Inadequate and Unreliable Funds
During the COVID-19 pandemic, Congress provided emergency funding to help Puerto Rico escape the Medicaid funding crisis. Puerto Rico’s Medicaid budget for 2021 is $2.7 billion, which is seven times more than what it would have been if Congress had not granted temporary funding. However, the issue is that this funding is only short-term.
Year after year, Puerto Rico has to ask Congress for additional funds. Then, Congress must determine whether or not it should provide it. For this reason, Puerto Rico is unable to establish long-term planning or negotiate contracts with health care providers. The bottom line is that this leaves Puerto Rico always uncertain of whether it will receive sufficient finances to deliver vital health care services.

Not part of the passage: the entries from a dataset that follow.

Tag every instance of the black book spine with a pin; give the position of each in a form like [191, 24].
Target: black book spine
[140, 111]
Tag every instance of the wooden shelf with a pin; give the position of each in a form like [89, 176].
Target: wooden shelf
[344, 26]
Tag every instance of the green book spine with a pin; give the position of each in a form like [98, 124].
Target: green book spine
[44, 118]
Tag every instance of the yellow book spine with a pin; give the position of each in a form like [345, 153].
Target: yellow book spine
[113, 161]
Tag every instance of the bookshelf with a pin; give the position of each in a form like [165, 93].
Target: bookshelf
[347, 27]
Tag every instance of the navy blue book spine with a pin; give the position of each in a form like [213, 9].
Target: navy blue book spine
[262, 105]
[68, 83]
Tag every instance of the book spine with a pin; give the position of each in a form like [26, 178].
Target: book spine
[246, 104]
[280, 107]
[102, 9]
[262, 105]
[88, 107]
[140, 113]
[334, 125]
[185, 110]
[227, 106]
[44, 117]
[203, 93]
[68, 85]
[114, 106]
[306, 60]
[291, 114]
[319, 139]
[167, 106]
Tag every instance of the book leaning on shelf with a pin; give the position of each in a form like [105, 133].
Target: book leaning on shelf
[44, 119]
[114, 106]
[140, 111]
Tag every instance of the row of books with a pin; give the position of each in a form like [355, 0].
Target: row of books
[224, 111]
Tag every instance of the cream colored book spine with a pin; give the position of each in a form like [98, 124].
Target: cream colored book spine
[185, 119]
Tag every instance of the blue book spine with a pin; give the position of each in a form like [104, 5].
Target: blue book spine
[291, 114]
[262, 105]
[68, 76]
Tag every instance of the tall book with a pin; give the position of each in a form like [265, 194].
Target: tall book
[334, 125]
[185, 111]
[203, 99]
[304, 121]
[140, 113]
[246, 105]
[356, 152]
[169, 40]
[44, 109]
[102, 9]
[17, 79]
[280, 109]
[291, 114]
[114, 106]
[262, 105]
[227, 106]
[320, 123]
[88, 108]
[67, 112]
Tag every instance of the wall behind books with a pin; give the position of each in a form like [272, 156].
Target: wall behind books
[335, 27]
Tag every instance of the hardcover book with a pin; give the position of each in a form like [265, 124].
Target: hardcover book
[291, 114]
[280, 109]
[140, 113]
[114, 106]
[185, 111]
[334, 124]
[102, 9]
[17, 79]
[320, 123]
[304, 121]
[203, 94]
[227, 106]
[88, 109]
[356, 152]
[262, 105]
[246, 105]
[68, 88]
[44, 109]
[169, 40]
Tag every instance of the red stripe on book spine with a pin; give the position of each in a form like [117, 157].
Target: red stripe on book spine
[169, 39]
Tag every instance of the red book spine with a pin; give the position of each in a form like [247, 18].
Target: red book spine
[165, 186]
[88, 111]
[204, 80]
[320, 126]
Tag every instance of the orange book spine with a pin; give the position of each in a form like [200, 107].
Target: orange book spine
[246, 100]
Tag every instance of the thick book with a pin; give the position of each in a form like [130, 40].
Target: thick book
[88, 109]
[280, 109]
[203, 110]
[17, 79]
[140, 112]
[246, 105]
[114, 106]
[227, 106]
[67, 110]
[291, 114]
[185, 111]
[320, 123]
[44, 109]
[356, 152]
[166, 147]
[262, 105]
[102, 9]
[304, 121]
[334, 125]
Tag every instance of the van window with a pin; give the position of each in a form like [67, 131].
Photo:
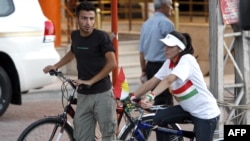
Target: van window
[6, 7]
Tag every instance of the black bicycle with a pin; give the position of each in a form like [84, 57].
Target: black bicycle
[54, 127]
[59, 128]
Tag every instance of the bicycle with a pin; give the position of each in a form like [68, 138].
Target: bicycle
[141, 129]
[60, 129]
[58, 126]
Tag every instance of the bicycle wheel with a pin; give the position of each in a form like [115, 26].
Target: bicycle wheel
[43, 129]
[126, 133]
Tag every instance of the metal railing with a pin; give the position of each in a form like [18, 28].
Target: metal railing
[130, 11]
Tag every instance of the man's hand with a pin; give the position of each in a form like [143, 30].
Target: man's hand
[49, 68]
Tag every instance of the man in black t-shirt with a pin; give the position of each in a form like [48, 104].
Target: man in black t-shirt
[95, 59]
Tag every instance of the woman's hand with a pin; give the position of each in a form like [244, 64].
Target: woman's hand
[146, 103]
[84, 82]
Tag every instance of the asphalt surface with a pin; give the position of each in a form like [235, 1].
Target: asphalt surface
[37, 104]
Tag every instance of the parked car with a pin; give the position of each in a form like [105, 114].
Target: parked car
[26, 47]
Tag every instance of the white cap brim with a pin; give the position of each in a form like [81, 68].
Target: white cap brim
[171, 41]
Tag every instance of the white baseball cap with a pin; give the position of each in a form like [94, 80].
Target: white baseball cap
[170, 40]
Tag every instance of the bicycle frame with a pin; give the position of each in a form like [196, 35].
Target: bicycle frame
[140, 125]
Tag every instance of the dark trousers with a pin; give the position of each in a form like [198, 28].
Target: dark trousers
[203, 128]
[165, 97]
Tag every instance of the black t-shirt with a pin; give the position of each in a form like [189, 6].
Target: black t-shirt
[90, 58]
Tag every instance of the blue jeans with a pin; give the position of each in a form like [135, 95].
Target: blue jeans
[203, 128]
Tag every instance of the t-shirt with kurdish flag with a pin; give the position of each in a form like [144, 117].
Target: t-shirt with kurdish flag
[190, 88]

This uncertainty combined with Puerto Rico’s low Medicaid rates has influenced doctors and other health care workers to emigrate from the island. In turn, that is limiting the treatment and care available to patients. As a result, 72 of Puerto Rico’s 78 cities and towns have insufficient medical care. In particular, Vieques and Culebra suffer from poor health care access.
Puerto Rican Health Secretary Carlos Mellado believes that Puerto Rico should have parity with states for Medicaid funding. This means removing the reimbursement caps and funding Puerto Rico at 83%, which is at the top of the range for states. He visited Congress over the summer to advocate for Puerto Rican parity.
Beyond the Medicaid funding crisis, the Center for American Progress advocates eight measures that the Biden administration could do to provide parity and support for Puerto Rico. These include parity in interstate trade and a specific focus on providing health care access to Vieques and Culebra.
In general, adequate federal funding is the most long-term answer to the Medicaid funding crisis and several other issues Puerto Rico faces. As Health Secretary Mellado said, “It would be ideal if Puerto Rico could have Medicaid funding parity. That would be the most permanent solution to this issue.”